東京ミッドタウン・デザインハブ(港区赤坂9)で現在、コンピューターとグラフィックデザインの関係を歴史的に捉える企画展「デジタルメディアと日本のグラフィックデザイン その過去と未来」が開催されている。
国際的なデザインの発信拠点として運営されている同施設は、日本デザイン振興会、日本グラフィックデザイナー協会、武蔵野美術大学デザインラウンジが共同で運営し、さまざまな企画展を開いてきた。今回が55回目の企画展になる。
同展は、日本グラフィックデザイナー協会が主体となり、グラフィックデザインの中でも計算を主な技法としたグラフィックスや、デジタル環境を活動の場としたデジタルメディア作品から、コンピューターとグラフィックデザインの関係を捉えようというもの。時代を1970年代以前の「プレデジタルメディアの時代」、1980年代の「CGの時代」、1990年代の「マルチメディアの時代」、2000年代の「ウェブ広告の時代」に分け、それぞれの時代の先駆的な作品を展示する。

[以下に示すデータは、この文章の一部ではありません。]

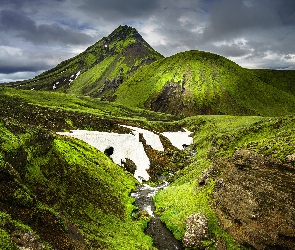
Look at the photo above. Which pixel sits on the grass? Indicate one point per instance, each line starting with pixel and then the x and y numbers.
pixel 76 180
pixel 269 136
pixel 213 85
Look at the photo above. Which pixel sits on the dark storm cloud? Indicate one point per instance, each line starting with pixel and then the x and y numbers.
pixel 35 35
pixel 114 10
pixel 24 27
pixel 232 18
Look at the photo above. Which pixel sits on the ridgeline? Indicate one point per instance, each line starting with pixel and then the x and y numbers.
pixel 58 192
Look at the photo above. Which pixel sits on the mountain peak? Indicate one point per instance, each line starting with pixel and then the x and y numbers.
pixel 123 33
pixel 100 68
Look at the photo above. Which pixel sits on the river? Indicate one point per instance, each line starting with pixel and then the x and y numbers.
pixel 163 238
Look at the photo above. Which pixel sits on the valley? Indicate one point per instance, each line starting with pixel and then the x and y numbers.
pixel 68 182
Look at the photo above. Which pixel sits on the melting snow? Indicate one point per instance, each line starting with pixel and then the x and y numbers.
pixel 125 146
pixel 128 145
pixel 151 138
pixel 178 139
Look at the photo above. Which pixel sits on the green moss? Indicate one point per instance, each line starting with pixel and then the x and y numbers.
pixel 5 241
pixel 22 197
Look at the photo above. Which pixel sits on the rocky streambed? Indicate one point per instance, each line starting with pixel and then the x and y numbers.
pixel 162 237
pixel 133 146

「プレデジタルメディアの時代」では、川野洋さんの「Simulated Color Mozaic」(1969年)など、現在のデジタルメディア作品を思わせる幾何学的な図形を用いた作品を多く展示、デジタル時代の源流を感じることができる。「マルチメディアの時代」では、パーソナルコンピューターが普及し始めたころの、フロッピーディスクやCD-ROMなどのメディアを利用したデジタルメディア作品を当時のコンピューターで体験できる展示を用意。岡崎京子さんの「P-House」(1994年)は、岡崎さんの展覧会の様子を収めたフロッピーディスクで、フロッピー・アート・マガジン「JAPAN ART TODAY」の第14号として発行されたものを、当時のマッキントッシュで閲覧できるようにした。
「ウェブ広告の時代」では、マルチメディアの手法が広告などさまざまなメディアで利用されていく様子を、これも当時のコンピューターで展示するもの。ロックバンド「SOUR」のミュージックビデオ「日々の音色」(2009年)は、世界中のファンがwebcamで撮影した映像を組み合わせて作ったもので、当時話題を集めた作品。ほかに、田中良治さん、暦本純一さんなど5人の出品作家のインタビュー映像も上映する。
開館時間は11時~19時。入場無料。今月14日まで。